À ses côtés, Aicha Ibrahim Djama, représentante résidente du Fonds des Nations Unies pour la Population (FNUAP), a rappelé l’engagement de son institution à soutenir les dispositifs nationaux de prévention et de prise en charge des victimes. Son action saluée par M. Soubaneh Atteyeh témoigne d’une collaboration exemplaire entre acteurs étatiques et partenaires internationaux.

Les trois présidents des communes de la capitale — Ibrahim Saïd Badoul (Ras-Dika), Abdoulkader Iman Aden (Boulaos) et Mohamed Hassan Saïd (Balbala) — ont tour à tour exprimé leur soutien indéfectible au réseau « Elle et Elles » ainsi qu’aux différentes structures œuvrant sur le terrain. Tous ont réaffirmé l’impérieuse nécessité d’une réponse communautaire intégrée, impliquant les leaders locaux, les relais communautaires, les centres d’écoute et d’accompagnement, les services de santé et les autorités judiciaires.

Il est à noter que cet atelier a été l’occasion de mettre en exergue des expériences vécues et notamment les initiatives portées par les femmes relais communautaires et les équipes du centre « One Stop Center », un dispositif intégré de prise en charge des survivantes de VBG. Ces interventions ont permis de mieux comprendre les enjeux quotidiens auxquels font face les intervenants de première ligne, entre urgence sociale, manque de ressources, résistance culturelle et besoin de formation continue.

Des présentations ont également porté sur les mécanismes de signalement, les procédures d’accompagnement judiciaire, les besoins psychologiques des victimes, et les stratégies de prévention communautaire.
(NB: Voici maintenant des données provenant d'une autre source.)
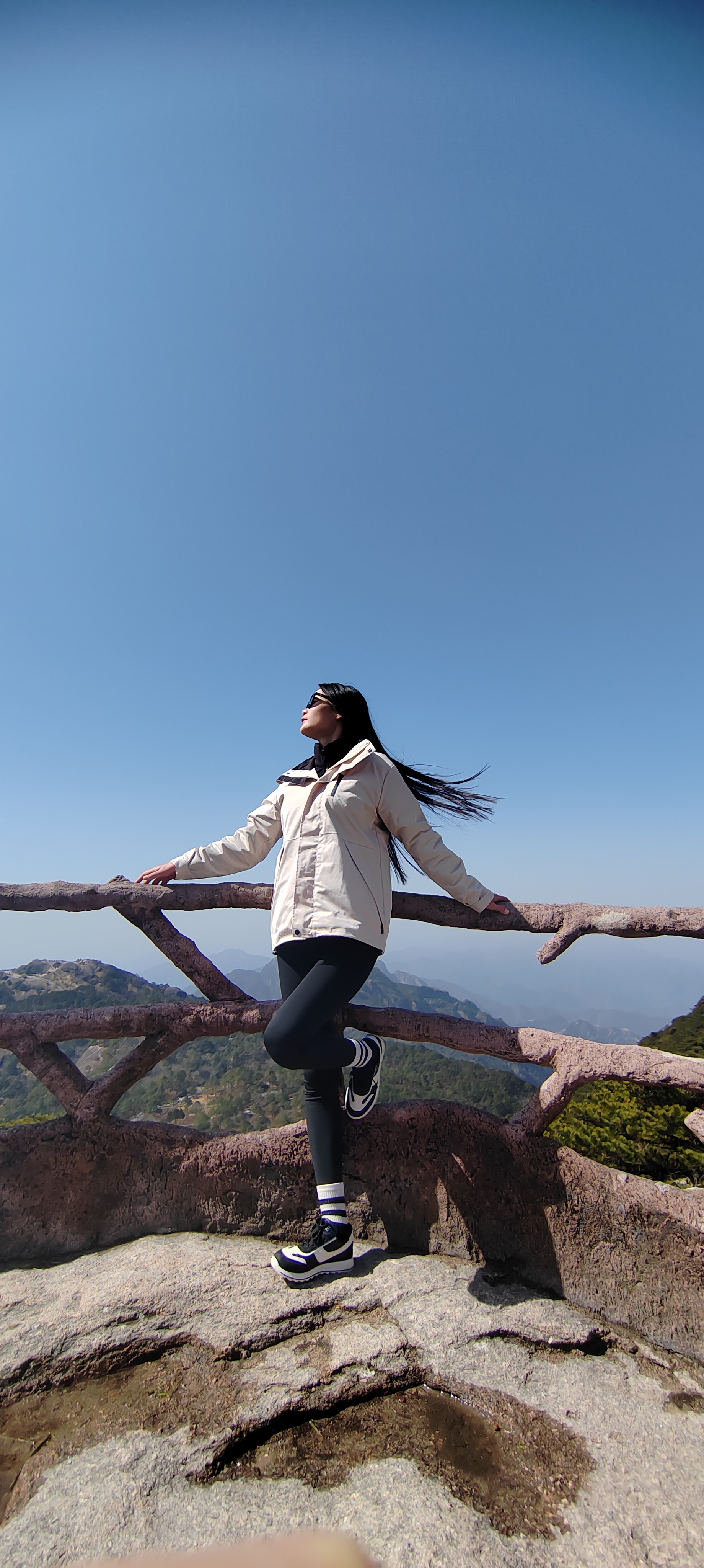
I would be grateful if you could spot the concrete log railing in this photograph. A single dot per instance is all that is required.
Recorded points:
(35, 1037)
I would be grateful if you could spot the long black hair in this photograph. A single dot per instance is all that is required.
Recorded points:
(437, 794)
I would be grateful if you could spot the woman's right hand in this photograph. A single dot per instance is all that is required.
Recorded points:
(159, 874)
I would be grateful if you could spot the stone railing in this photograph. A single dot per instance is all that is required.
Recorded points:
(35, 1037)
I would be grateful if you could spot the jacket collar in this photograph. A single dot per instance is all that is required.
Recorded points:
(364, 748)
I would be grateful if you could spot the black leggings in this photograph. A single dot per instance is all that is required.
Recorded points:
(317, 979)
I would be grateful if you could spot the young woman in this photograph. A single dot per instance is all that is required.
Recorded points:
(342, 816)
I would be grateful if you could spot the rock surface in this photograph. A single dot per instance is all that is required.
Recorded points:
(270, 1354)
(427, 1178)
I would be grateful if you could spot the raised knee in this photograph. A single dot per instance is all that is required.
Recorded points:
(277, 1043)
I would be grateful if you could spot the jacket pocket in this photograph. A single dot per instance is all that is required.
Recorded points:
(360, 854)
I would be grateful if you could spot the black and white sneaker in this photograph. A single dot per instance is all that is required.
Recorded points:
(328, 1250)
(363, 1090)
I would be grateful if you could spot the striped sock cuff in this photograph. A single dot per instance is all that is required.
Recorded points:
(333, 1205)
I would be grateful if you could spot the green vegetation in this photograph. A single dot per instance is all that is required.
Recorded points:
(228, 1086)
(233, 1084)
(642, 1130)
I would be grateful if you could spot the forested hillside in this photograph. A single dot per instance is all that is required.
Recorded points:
(228, 1084)
(642, 1130)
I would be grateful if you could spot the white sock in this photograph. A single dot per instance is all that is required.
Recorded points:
(333, 1205)
(363, 1053)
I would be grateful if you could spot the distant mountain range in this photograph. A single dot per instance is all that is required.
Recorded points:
(49, 984)
(231, 1084)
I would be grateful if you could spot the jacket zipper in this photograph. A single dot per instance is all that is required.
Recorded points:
(366, 884)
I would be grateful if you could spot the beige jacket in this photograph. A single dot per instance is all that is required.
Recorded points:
(333, 875)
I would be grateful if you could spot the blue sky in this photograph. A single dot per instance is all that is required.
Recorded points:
(357, 342)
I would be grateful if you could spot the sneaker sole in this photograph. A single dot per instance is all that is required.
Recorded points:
(360, 1116)
(341, 1266)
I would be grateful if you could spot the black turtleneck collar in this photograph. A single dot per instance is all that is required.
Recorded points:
(327, 756)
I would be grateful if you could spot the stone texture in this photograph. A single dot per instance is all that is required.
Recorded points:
(427, 1178)
(310, 1348)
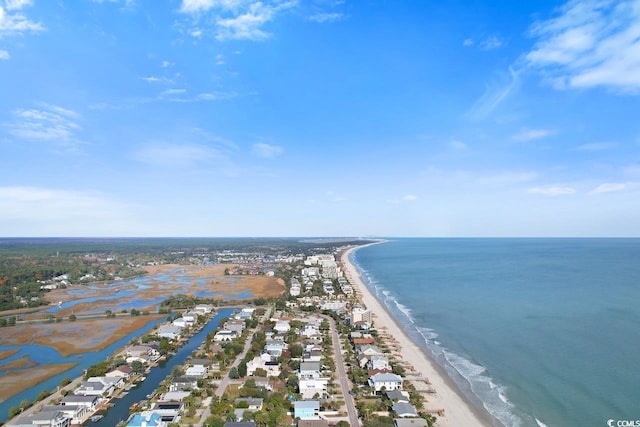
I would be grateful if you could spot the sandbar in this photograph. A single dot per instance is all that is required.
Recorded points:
(17, 381)
(457, 411)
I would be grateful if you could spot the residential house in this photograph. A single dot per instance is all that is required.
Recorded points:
(122, 371)
(309, 370)
(306, 409)
(409, 422)
(44, 419)
(380, 382)
(313, 388)
(146, 419)
(171, 332)
(404, 410)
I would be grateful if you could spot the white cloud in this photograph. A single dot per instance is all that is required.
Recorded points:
(491, 43)
(589, 44)
(266, 150)
(532, 134)
(327, 17)
(178, 155)
(235, 19)
(16, 23)
(494, 95)
(553, 191)
(48, 211)
(50, 123)
(595, 146)
(154, 79)
(17, 4)
(609, 188)
(458, 145)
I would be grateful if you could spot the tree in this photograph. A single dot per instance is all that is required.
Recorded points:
(137, 366)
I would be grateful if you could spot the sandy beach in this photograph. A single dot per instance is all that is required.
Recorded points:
(457, 411)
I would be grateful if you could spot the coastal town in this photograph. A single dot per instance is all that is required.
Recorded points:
(322, 353)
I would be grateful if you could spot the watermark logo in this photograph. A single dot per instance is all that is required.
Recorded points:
(623, 423)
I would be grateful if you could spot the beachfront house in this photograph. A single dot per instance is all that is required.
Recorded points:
(146, 419)
(122, 371)
(404, 410)
(306, 409)
(409, 422)
(171, 332)
(385, 381)
(309, 370)
(313, 388)
(43, 418)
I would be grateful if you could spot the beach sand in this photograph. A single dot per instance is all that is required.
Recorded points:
(457, 411)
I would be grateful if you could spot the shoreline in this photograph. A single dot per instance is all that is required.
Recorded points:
(458, 410)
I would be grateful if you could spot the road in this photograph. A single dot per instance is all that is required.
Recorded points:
(226, 380)
(342, 373)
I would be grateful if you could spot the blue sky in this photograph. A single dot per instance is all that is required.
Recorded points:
(319, 118)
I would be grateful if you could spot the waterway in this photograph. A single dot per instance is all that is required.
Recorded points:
(120, 411)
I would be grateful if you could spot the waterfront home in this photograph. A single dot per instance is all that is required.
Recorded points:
(146, 419)
(95, 387)
(122, 371)
(385, 381)
(196, 371)
(313, 388)
(203, 309)
(313, 423)
(171, 332)
(398, 396)
(309, 370)
(183, 383)
(43, 418)
(306, 409)
(410, 422)
(252, 404)
(89, 402)
(378, 362)
(224, 335)
(404, 410)
(74, 412)
(272, 369)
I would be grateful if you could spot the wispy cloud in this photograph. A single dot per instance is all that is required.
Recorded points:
(589, 44)
(324, 17)
(532, 134)
(266, 150)
(494, 95)
(236, 19)
(60, 212)
(155, 79)
(49, 123)
(612, 187)
(595, 146)
(15, 23)
(553, 191)
(491, 43)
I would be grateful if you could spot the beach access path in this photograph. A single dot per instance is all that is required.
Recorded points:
(457, 411)
(342, 374)
(222, 386)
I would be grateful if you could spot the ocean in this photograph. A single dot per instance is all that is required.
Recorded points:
(539, 332)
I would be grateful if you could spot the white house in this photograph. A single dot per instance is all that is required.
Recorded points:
(385, 381)
(308, 388)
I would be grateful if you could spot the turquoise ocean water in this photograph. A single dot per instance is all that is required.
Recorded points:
(540, 332)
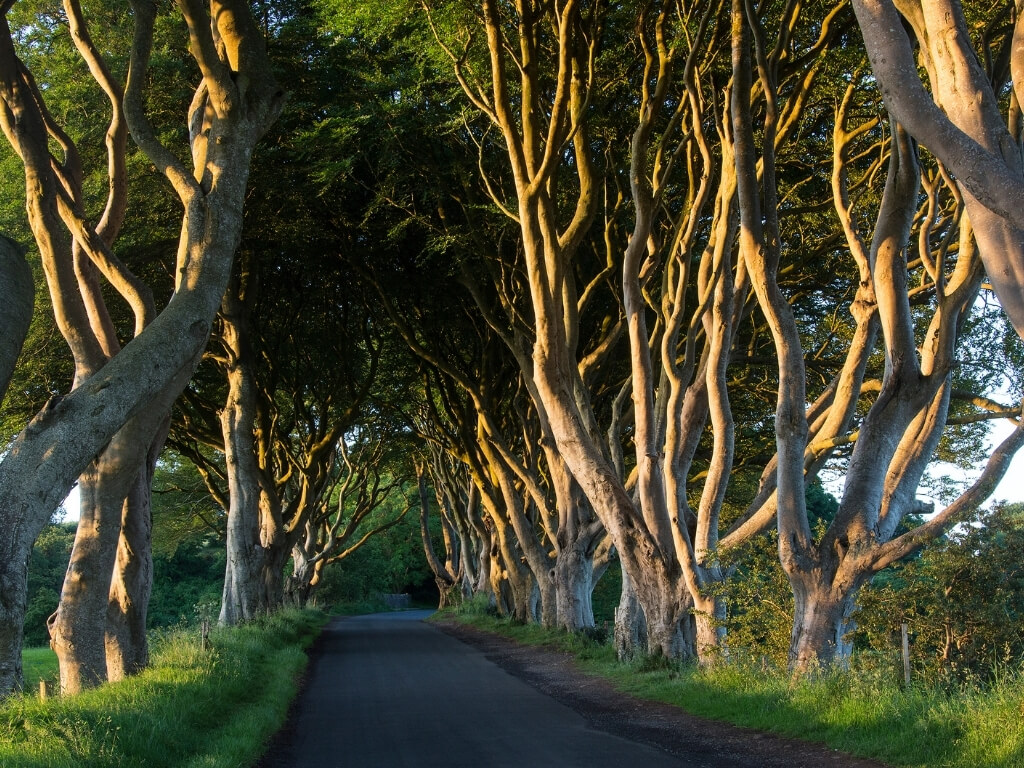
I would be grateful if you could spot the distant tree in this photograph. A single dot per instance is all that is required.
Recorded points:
(963, 599)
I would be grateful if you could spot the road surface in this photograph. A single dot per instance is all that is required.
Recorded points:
(390, 691)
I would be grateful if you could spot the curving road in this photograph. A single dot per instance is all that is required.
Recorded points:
(389, 691)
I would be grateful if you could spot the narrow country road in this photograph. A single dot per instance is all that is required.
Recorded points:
(390, 691)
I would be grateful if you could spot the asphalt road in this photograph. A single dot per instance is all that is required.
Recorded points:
(389, 691)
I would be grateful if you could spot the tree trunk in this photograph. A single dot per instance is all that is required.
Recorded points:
(16, 299)
(821, 626)
(573, 580)
(78, 629)
(126, 644)
(242, 599)
(244, 595)
(631, 627)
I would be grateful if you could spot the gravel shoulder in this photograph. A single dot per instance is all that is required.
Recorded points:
(694, 739)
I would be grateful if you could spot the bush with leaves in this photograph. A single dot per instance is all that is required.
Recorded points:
(963, 600)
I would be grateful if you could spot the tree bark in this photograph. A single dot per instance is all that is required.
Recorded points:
(127, 641)
(244, 595)
(16, 297)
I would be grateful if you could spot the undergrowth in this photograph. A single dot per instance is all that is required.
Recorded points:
(862, 712)
(192, 708)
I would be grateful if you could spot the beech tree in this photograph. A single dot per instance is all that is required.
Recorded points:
(957, 116)
(133, 389)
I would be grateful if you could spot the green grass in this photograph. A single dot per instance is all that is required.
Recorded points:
(863, 712)
(193, 708)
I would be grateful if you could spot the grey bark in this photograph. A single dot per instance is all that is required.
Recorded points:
(16, 298)
(145, 377)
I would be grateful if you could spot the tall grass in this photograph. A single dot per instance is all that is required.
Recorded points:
(862, 712)
(193, 708)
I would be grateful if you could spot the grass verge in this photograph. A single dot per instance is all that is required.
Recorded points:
(192, 708)
(861, 712)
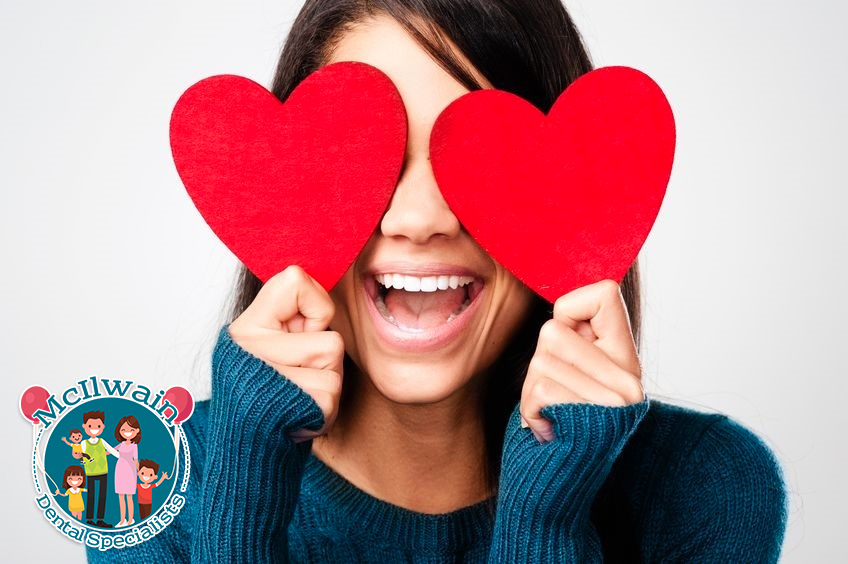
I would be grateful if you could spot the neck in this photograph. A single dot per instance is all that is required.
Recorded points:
(425, 458)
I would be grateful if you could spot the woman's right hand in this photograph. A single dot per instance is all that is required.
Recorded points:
(285, 326)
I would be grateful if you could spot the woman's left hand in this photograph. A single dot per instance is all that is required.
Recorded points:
(585, 354)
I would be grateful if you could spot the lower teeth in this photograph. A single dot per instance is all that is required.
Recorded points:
(384, 311)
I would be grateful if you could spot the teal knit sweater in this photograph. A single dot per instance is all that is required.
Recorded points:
(647, 482)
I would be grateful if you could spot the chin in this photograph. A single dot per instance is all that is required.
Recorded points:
(418, 384)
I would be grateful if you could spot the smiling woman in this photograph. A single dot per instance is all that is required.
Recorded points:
(431, 406)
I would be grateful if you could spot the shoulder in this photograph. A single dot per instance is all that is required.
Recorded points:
(173, 543)
(709, 487)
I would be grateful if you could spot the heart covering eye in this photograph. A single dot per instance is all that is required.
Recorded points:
(561, 200)
(566, 199)
(302, 182)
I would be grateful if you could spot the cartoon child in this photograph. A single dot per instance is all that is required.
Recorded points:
(97, 469)
(147, 472)
(128, 433)
(76, 437)
(74, 484)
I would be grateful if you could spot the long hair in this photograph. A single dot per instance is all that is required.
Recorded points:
(531, 49)
(72, 471)
(132, 422)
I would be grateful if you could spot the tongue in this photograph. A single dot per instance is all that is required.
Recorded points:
(422, 310)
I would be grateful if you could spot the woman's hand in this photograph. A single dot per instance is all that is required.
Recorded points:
(585, 354)
(286, 327)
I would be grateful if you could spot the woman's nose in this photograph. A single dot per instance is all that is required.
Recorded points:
(417, 210)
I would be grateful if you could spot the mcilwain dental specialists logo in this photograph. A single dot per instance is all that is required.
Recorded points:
(111, 457)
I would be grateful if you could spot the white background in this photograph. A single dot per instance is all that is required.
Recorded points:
(109, 270)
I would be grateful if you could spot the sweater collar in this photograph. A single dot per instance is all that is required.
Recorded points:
(361, 514)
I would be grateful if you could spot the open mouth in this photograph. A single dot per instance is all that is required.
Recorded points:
(420, 303)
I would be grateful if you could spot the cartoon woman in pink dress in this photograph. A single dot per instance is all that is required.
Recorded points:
(128, 432)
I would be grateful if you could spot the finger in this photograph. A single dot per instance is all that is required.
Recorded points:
(322, 349)
(312, 380)
(559, 341)
(591, 389)
(541, 392)
(602, 306)
(289, 294)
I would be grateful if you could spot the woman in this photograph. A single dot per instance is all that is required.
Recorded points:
(464, 424)
(128, 435)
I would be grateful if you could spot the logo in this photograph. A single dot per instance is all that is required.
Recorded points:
(107, 458)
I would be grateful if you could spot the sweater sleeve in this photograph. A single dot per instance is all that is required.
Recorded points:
(242, 496)
(253, 468)
(546, 490)
(725, 503)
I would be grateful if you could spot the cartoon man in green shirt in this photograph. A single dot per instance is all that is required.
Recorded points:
(97, 469)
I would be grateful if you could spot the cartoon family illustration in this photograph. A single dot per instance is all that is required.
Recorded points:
(92, 454)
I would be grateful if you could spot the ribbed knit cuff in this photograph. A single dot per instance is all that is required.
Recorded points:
(547, 490)
(253, 468)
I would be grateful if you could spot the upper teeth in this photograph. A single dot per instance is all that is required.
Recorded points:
(422, 283)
La richesse des échanges a confirmé la nécessité de renforcer la coordination entre tous les acteurs du secteur.

A l’issue de cette rencontre, les participants ont adopté une série de recommandations visant à renforcer la lutte contre les VBG à savoir la généralisation des campagnes de sensibilisation dans les quartiers populaires, l’intensification des formations à destination des femmes relais, la systématisation de l’accueil psychosocial dans les structures sanitaires, ainsi que la mise en œuvre d’un système de suivi rigoureux des cas signalés. Le président de la CNDH a conclu la journée par un appel fort à la justice : « Il est temps de rompre l’impunité. Protéger les femmes, c’est défendre notre humanité. »

Le réseau « Elle et Elles », en organisant cet atelier permettant de briser le silence et éveiller les consciences, a montré combien la lutte contre les violences basées sur le genre exige une mobilisation de tous les instants, une écoute réelle, et des actions concrètes, sur le terrain comme dans les institutions. Il s’agit ici pour ces nombreuses personnalités de ne plus jamais laisser les victimes seules dans l’ombre, et de faire de la protection des femmes et des filles une priorité nationale et sociétale.